Aerospace manufacturer Bombardier employs more than 4,000 at its Belfast factories and was due to begin delivering a blockbuster order for up to 125 new jets to Atlanta-based Delta Airlines next year
Picture by Niall Carson /PA
Michael McHugh

BRITISH Prime Minister Theresa May has been accused of being "asleep at the wheel" after the US slapped a punitive import duty on planes made by one of Northern Ireland's biggest employers.

Unions have warned that thousands of jobs could be in jeopardy after the US Department of Commerce (DoC) imposed an interim tariff of nearly 220% on a new model of passenger jet manufactured by Bombardier.

More than 4,000 people are employed in Belfast by the Canadian multinational and thousands more jobs in Northern Ireland are supported through the manufacturer's supply chain, according to trade unionists.

Theresa May had lobbied Donald Trump over the dispute sparked by complaints from rival Boeing that Bombardier received unfair state subsidies from the UK and Canada, allowing the sale of airliners at below cost prices in the US.

The prime minister said she was "bitterly disappointed" by a US Department of  Commerce decision.

Announcing the regulator's preliminary finding on Tuesday, US secretary of commerce Wilbur Ross said the subsidisation of goods by foreign governments was something that the President's administration "takes very seriously".

Bombardier labelled the determination "absurd", while in its response the UK Government said the statement was "disappointing" and pledged to defend UK interests "at the very highest levels".

However, unions warned the preliminary determination was "unlikely" to be overturned by Mr Trump, who has been clear in his aim to fiercely protect American jobs, casting a shadow over the industry's future in Northern Ireland.

DUP leader Arlene Foster said she would the use party's influence with the British government to press the issue further.

She told Sky News: "Unfortunately, it's not a surprise. What we must do now is to continue to work with our own government, with the American government, with the Canadian government in trying to get Boeing to see sense in relation to this issue.

"This is a completely unjustifiable complaint and therefore we have to work with them to make them see that, and to work with the company as well.

"Obviously, we are very concerned about the jobs here in Belfast and Northern Ireland.

"The prime minister herself spoke to President Trump when she was recently in America about this very issue because everyone realises how important Bombardier is to Northern Ireland, and we will use our influence with the government to make sure that that continues."

Ross Murdoch, the GMB union's national officer, said the initial ruling was a "hammer blow" to Belfast and risked sending shock waves through Northern Ireland's economy.

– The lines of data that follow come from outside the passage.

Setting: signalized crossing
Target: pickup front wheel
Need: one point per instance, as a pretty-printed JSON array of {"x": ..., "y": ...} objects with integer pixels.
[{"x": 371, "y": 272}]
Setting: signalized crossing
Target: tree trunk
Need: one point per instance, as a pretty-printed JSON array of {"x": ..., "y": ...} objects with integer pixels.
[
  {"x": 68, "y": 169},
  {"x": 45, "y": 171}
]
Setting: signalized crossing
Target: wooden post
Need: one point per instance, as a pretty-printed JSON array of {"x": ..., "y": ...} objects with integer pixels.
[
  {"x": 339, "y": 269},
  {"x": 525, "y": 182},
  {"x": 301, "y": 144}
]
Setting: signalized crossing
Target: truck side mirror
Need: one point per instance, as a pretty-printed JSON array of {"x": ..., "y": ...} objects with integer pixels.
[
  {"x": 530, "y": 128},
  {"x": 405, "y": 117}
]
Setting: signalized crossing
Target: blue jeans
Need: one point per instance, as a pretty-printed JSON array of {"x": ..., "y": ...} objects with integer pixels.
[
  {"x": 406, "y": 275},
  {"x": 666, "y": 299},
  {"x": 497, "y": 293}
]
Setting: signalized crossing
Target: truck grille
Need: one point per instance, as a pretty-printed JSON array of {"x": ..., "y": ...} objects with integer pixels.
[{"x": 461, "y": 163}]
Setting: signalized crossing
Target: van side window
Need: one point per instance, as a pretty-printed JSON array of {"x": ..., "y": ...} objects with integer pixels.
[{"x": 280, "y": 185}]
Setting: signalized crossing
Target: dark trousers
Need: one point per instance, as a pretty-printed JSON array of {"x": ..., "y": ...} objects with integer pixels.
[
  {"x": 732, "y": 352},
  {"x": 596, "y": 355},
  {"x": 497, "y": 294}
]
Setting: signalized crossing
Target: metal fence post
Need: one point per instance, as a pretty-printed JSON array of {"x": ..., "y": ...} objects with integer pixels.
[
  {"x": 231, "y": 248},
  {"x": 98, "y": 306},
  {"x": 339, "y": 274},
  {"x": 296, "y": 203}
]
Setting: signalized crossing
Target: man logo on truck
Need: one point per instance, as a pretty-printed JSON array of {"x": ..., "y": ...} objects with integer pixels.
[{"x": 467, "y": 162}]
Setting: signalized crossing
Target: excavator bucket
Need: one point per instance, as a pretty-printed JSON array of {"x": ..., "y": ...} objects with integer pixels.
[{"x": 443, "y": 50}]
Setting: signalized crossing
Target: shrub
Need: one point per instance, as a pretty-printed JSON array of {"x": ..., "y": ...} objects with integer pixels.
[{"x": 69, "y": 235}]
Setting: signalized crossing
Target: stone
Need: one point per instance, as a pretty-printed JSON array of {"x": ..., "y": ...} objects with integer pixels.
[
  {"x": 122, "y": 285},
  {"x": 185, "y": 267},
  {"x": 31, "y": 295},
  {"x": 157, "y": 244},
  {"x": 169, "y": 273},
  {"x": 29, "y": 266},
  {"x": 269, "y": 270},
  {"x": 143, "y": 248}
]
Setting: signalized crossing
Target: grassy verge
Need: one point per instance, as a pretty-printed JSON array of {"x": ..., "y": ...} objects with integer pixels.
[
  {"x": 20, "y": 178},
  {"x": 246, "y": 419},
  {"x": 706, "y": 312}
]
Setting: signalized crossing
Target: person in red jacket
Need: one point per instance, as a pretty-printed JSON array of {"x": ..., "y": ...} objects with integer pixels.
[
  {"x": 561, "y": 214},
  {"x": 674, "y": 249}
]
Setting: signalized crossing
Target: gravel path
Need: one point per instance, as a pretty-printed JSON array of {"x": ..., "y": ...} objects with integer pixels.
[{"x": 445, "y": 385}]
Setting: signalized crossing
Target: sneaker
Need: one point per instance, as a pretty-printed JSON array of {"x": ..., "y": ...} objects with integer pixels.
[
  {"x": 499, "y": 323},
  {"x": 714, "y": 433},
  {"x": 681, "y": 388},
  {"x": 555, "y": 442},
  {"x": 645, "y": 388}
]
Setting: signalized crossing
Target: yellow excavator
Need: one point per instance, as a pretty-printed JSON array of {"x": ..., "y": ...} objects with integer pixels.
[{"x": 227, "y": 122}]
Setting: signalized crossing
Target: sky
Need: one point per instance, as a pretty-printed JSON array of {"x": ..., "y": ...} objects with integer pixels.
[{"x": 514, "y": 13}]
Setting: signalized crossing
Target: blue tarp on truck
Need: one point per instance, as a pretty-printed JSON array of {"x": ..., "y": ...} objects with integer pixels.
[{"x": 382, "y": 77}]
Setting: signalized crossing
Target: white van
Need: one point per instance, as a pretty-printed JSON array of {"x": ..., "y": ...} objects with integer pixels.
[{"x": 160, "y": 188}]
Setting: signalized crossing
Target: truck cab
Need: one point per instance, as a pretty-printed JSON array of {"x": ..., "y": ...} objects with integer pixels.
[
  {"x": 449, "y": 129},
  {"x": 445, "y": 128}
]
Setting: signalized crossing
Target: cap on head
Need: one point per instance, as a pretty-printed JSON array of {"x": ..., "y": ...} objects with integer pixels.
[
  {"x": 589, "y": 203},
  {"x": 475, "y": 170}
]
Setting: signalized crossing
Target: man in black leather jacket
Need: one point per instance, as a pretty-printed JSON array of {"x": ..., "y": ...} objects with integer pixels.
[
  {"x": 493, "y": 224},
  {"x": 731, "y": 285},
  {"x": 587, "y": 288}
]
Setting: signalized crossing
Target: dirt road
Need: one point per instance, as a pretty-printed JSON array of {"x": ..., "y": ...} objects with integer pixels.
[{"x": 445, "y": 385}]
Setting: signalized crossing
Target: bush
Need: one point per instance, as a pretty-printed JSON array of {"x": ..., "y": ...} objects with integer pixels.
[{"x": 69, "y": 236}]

"Theresa May has been asleep at the wheel when she could and should have been fighting to protect these workers. It's high time she woke up," he said.

Another 9,400 supply chain jobs could be wiped out in Northern Ireland on top of those directly employed at the plant, Mr Murdoch warned.

"That's 14,000 people in Northern Ireland now in jeopardy," he said.

Jimmy Kelly, Unite Regional Secretary, said: "The decision taken by the US department of commerce was not unexpected - unfortunately it is unlikely to be overturned by president Trump whose protectionist tendencies are well-known.

"The threat of punitive tariffs on the C-Series will cast a shadow over Bombardier's future unless the company can source alternative and substantial sales outside the US market."

Democratic Unionist Party leader Arlene Foster pressed Mrs May to raise the issue with Mr Trump when the two met in New York earlier in September.

The DUP's 10 MPs are propping up the PM's minority administration in the House of Commons and are expected to play a crucial role during upcoming Brexit business in Parliament.

Mrs Foster said the DoC's determination was "very disappointing", but added that it was not the end of the process.

"The C-Series is a hugely innovative aircraft that is vital to Bombardier's operations in Belfast," she said.

"It is this innovation that sets the C-Series apart and it is not in direct competition with Boeing."

The alleged unfair subsidy arose after Northern Ireland's power sharing administration and the UK Government pledged to invest almost £135 million in the establishment of the C-Series manufacturing site in Belfast.

The programme also received one billion US dollars from the Canadian provincial government in Quebec in 2015 when its fortunes appeared to be ailing.

Boeing's complaint said it was seeking a "level playing field" for global competitors, but Bombardier accused its rival of hypocrisy.

Liberal Democrat leader Sir Vince Cable called on Mrs May to follow the example of her Canadian counterpart Justin Trudeau and "stand up" to the US.

He said: "Rather than simply expressing 'bitter disappointment', our government should be out there fighting for vital British manufacturing jobs in Belfast.

"May must support Trudeau's administration in standing up to protectionist bullying from Donald Trump and his crude 'America First' philosophy.

"Do we really believe the US will save us from Brexit with a comprehensive trade deal, when this is how they deal with fair and free international competition?"